Medicines

Study of NHC’s precursor to molnupiravir’s antiviral properties against SARS-CoV-2 variants

The coronavirus disease 2019 (COVID-19) pandemic has been caused by a novel coronavirus, namely, severe acute respiratory coronavirus 2 (SARS-CoV-2). As a result of the sustained efforts of scientists, we are now equipped with several vaccines to combat the pandemic.

In the UK, the Medicines and Regulatory Healthcare Agency (MHRA) recently licensed the antiviral drug molnupiravir for use in patients with mild-moderate COVID-19. While it is known that drugs are most effective when started early, the exact window in which drugs can be used remains elusive.

In a new study, published on the bioRxiv* preprint server, scientists aimed to determine the reaction of the molnupiravir parent drug (NHC) to different SARS-CoV-2 Variants of Concern (VoCs). They also sought to establish the therapeutic window in a human lung cell model.

Study: Antiviral activity of molnupiravir precursor NHC against SARS-CoV-2 Variants of Concern (VOCs) and its therapeutic window in a human lung cell model. Image Credit: Quality Stock Arts / Shutterstock

Molnupiravir in the treatment of SARS-CoV-2 Infection

Molnupiravir is an antiviral pro-drug that was initially developed to counter the influenza virus. It is currently undergoing clinical trials in humans for the treatment of COVID-19.

Some preliminary results have indicated that the drug reduced the risk of hospitalization or death by 50%. It was further noted that the efficacy was unaltered by the timing of symptom onset, underlying risk factors, or a particular variant type.

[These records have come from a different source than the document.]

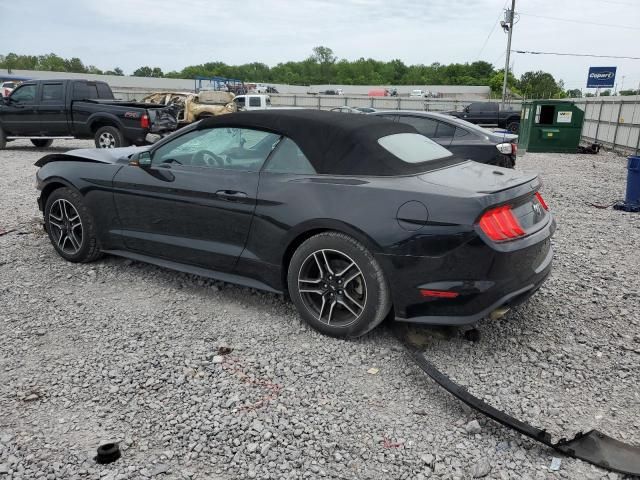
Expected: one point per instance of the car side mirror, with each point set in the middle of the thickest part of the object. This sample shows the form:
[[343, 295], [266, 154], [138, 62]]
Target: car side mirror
[[141, 159]]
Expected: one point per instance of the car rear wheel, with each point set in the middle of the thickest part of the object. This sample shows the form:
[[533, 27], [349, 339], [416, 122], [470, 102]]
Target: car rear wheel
[[338, 286], [70, 226], [109, 137], [42, 143]]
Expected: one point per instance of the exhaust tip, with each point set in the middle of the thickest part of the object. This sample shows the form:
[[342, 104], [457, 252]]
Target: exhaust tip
[[498, 313]]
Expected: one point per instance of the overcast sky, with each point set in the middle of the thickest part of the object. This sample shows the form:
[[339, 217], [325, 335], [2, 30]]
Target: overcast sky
[[172, 34]]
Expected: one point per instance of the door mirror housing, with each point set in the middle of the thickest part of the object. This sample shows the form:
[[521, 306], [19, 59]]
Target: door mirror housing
[[141, 159]]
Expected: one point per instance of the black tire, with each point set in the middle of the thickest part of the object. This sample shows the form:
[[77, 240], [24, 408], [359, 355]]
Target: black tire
[[109, 137], [73, 243], [368, 288], [513, 126], [42, 143]]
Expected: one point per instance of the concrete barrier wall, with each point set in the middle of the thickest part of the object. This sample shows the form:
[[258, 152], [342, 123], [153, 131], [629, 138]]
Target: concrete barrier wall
[[612, 121]]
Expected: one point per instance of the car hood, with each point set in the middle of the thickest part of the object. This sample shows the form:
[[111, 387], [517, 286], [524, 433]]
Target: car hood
[[97, 155]]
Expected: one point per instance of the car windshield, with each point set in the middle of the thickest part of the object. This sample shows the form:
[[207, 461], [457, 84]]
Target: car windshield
[[413, 147]]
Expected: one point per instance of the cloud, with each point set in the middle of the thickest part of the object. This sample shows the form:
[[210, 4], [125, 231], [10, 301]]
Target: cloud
[[172, 34]]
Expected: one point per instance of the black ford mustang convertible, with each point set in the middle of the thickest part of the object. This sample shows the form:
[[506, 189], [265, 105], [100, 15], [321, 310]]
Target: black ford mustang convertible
[[355, 217]]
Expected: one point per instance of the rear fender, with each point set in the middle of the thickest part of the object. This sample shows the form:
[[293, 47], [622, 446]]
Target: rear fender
[[97, 120]]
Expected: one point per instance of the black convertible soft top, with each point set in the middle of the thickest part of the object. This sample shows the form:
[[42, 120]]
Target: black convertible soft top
[[335, 143]]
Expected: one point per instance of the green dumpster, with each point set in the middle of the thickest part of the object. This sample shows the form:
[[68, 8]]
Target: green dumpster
[[550, 126]]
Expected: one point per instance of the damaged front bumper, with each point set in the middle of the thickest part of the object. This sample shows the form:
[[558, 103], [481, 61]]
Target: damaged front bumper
[[593, 446]]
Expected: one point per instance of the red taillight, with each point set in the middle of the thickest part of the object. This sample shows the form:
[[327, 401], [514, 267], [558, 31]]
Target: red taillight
[[438, 293], [500, 224], [541, 200]]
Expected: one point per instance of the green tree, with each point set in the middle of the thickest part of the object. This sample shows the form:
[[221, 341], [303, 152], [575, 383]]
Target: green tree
[[74, 65], [325, 58], [143, 72], [539, 84], [496, 82]]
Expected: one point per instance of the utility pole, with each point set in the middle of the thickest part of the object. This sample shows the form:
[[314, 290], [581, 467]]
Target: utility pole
[[507, 25]]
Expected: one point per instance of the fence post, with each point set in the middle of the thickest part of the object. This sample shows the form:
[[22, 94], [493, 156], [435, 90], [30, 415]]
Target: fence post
[[615, 131], [599, 118]]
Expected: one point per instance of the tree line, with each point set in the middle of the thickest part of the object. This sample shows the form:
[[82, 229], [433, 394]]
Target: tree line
[[323, 67]]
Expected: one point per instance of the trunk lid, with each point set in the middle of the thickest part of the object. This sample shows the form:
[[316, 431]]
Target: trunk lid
[[478, 178]]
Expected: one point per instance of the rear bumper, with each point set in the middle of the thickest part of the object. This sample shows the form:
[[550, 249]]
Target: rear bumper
[[485, 279]]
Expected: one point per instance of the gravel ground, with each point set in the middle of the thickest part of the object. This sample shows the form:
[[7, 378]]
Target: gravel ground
[[126, 352]]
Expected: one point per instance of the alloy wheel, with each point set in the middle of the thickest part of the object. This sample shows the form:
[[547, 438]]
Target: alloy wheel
[[332, 287], [107, 140], [66, 226]]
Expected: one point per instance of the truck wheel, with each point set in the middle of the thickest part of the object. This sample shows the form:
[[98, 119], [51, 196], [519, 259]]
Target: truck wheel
[[513, 126], [109, 137], [42, 143]]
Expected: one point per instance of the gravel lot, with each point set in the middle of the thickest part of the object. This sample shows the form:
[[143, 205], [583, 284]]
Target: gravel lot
[[126, 352]]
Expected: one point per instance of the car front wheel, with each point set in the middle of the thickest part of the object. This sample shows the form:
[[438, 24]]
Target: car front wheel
[[70, 226], [337, 285], [109, 137]]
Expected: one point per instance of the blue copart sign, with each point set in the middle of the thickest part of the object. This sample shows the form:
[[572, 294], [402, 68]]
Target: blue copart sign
[[601, 77]]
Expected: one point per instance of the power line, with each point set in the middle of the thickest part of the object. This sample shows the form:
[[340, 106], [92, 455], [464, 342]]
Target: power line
[[582, 22], [493, 28], [618, 3], [576, 54]]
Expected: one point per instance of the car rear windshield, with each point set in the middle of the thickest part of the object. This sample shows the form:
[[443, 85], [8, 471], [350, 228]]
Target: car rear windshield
[[413, 147]]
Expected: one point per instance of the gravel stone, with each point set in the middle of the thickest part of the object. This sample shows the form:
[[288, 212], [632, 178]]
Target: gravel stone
[[129, 354], [473, 427]]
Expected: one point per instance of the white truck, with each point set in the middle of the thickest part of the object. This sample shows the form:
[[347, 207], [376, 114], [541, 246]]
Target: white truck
[[253, 102]]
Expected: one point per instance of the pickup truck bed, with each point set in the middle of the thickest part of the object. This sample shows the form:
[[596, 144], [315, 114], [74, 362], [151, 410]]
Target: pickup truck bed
[[45, 110]]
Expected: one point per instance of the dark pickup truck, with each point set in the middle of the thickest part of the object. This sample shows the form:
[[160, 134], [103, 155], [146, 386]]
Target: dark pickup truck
[[489, 113], [45, 110]]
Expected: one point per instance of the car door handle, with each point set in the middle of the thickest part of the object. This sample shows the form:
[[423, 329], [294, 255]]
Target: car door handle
[[231, 195]]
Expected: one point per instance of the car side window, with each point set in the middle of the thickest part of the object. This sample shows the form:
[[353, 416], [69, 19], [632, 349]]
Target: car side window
[[461, 132], [25, 94], [52, 92], [445, 130], [288, 158], [423, 125], [227, 148]]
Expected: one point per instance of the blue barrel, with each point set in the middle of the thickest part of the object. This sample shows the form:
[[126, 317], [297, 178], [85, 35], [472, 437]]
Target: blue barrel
[[633, 181]]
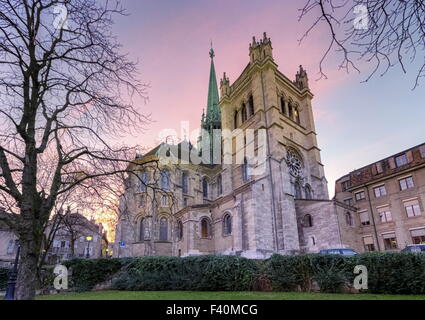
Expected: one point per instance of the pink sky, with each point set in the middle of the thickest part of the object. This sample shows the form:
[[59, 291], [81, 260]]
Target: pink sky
[[171, 39]]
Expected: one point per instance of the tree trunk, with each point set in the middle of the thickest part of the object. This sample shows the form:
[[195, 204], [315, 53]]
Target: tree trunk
[[27, 282]]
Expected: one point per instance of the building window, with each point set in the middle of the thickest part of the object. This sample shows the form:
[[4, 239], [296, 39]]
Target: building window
[[298, 192], [283, 105], [143, 181], [163, 229], [401, 160], [142, 230], [308, 192], [349, 202], [349, 219], [165, 180], [185, 183], [251, 105], [379, 167], [390, 241], [205, 228], [290, 111], [364, 218], [308, 221], [205, 188], [227, 225], [294, 163], [380, 191], [385, 214], [368, 244], [164, 201], [10, 247], [346, 185], [360, 196], [244, 113], [422, 150], [297, 116], [412, 208], [245, 168], [179, 230], [142, 201], [406, 183], [219, 184], [418, 236]]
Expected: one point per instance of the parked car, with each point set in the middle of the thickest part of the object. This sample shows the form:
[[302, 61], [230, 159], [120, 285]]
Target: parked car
[[414, 248], [341, 252]]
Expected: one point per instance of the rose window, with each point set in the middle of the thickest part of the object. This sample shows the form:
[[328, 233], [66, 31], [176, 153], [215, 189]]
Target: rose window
[[295, 164]]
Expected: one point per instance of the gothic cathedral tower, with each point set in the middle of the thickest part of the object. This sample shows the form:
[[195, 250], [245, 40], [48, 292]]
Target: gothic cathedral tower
[[264, 98]]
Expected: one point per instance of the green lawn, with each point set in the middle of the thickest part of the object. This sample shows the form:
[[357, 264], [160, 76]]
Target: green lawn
[[187, 295]]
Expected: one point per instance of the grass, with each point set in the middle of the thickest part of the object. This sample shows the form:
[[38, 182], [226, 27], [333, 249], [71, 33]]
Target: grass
[[188, 295]]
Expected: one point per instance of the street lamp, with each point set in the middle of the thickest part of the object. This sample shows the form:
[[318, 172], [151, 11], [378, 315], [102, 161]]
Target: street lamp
[[88, 239], [11, 284]]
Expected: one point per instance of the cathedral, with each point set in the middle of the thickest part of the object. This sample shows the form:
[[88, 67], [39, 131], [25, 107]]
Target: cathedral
[[226, 203]]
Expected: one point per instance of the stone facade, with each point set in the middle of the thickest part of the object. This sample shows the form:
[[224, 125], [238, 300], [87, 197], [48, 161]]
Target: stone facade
[[70, 239], [238, 207], [389, 198]]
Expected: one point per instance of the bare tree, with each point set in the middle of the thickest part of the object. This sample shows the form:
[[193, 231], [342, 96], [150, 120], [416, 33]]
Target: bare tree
[[66, 93], [382, 33]]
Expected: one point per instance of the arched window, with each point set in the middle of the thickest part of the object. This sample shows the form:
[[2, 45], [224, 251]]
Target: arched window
[[308, 192], [205, 188], [163, 229], [251, 105], [245, 173], [290, 111], [185, 182], [205, 228], [244, 113], [219, 185], [298, 192], [294, 162], [283, 105], [179, 230], [165, 180], [349, 218], [227, 225], [308, 221], [297, 116], [142, 230], [143, 181], [10, 247]]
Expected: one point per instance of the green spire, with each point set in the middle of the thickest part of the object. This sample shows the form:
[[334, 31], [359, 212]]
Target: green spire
[[213, 117]]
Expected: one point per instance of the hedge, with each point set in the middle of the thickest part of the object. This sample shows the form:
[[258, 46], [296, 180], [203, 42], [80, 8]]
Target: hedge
[[389, 273], [86, 274], [205, 273]]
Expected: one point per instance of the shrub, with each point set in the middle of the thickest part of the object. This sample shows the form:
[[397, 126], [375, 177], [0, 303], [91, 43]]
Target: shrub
[[88, 273], [394, 273], [388, 273], [204, 273]]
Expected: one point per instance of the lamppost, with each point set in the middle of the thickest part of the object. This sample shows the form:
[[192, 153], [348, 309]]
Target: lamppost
[[11, 284], [88, 239]]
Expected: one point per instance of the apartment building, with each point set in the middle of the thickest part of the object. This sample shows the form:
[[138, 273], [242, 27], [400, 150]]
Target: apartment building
[[389, 196]]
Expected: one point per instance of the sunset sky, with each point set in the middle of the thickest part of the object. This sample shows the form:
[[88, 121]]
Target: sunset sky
[[357, 123]]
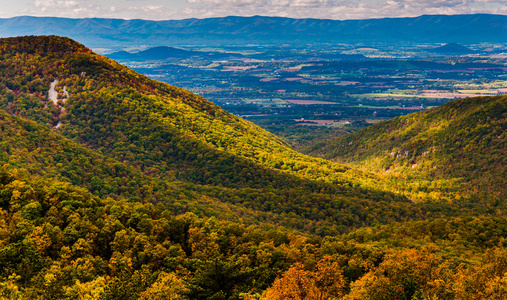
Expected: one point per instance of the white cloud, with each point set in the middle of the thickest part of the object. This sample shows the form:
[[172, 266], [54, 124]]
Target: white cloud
[[329, 9]]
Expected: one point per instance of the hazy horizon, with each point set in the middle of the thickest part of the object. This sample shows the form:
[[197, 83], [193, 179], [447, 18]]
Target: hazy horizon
[[300, 9]]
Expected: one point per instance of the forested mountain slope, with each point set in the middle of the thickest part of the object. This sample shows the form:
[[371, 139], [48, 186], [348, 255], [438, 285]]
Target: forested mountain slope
[[456, 150], [58, 241], [153, 142]]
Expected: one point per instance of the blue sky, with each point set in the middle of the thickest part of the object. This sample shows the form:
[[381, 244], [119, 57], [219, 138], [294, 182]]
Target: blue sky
[[180, 9]]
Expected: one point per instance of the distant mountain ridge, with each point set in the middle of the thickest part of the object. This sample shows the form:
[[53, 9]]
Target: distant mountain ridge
[[452, 48], [163, 52], [96, 32]]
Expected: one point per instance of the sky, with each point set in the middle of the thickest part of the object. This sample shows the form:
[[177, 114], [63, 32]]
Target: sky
[[182, 9]]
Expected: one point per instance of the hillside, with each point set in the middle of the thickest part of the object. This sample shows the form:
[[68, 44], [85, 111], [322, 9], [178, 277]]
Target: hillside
[[58, 241], [175, 142], [456, 150], [115, 186], [96, 32]]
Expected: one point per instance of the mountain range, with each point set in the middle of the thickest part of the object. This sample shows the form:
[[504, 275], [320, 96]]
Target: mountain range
[[116, 186], [118, 33]]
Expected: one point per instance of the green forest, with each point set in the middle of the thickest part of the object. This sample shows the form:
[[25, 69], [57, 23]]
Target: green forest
[[127, 188]]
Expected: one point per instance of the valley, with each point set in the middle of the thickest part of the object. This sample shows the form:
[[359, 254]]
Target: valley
[[127, 187]]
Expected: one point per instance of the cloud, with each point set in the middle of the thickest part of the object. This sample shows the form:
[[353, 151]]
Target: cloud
[[326, 9]]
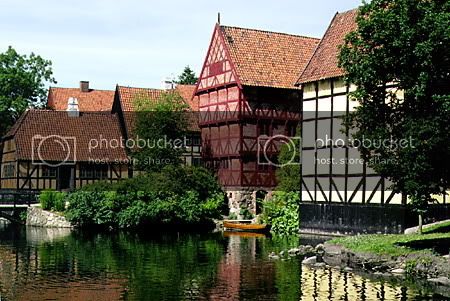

Scientists have observed, in a ferret model, that treatment of SARS-CoV-2 infection with molnupiravir resulted in reduced upper respiratory tract viral load and also blocked transmission between animals.

The results were robust in a mice model as well, and a combination of molnupiravir and favipiravir was also found to be effective in a hamster model. However, most of these studies used an early variant of the virus rather than the more recent VOCs.

The parent drug of molnupiravir is known as NHC or ß-D-N4-hydroxycytidine. In two independent studies, the efficacy of NHC (against the Alpha and Beta variants in Vero E6 and Calu3 cells) has been demonstrated. However, the drug efficacy at inhibiting viral replication to the Delta variant has not been documented yet.

In the current study, scientists wished to fill this gap in the literature, and they used a human lung epithelial cell model (hACE2-A549 cells) to this end. 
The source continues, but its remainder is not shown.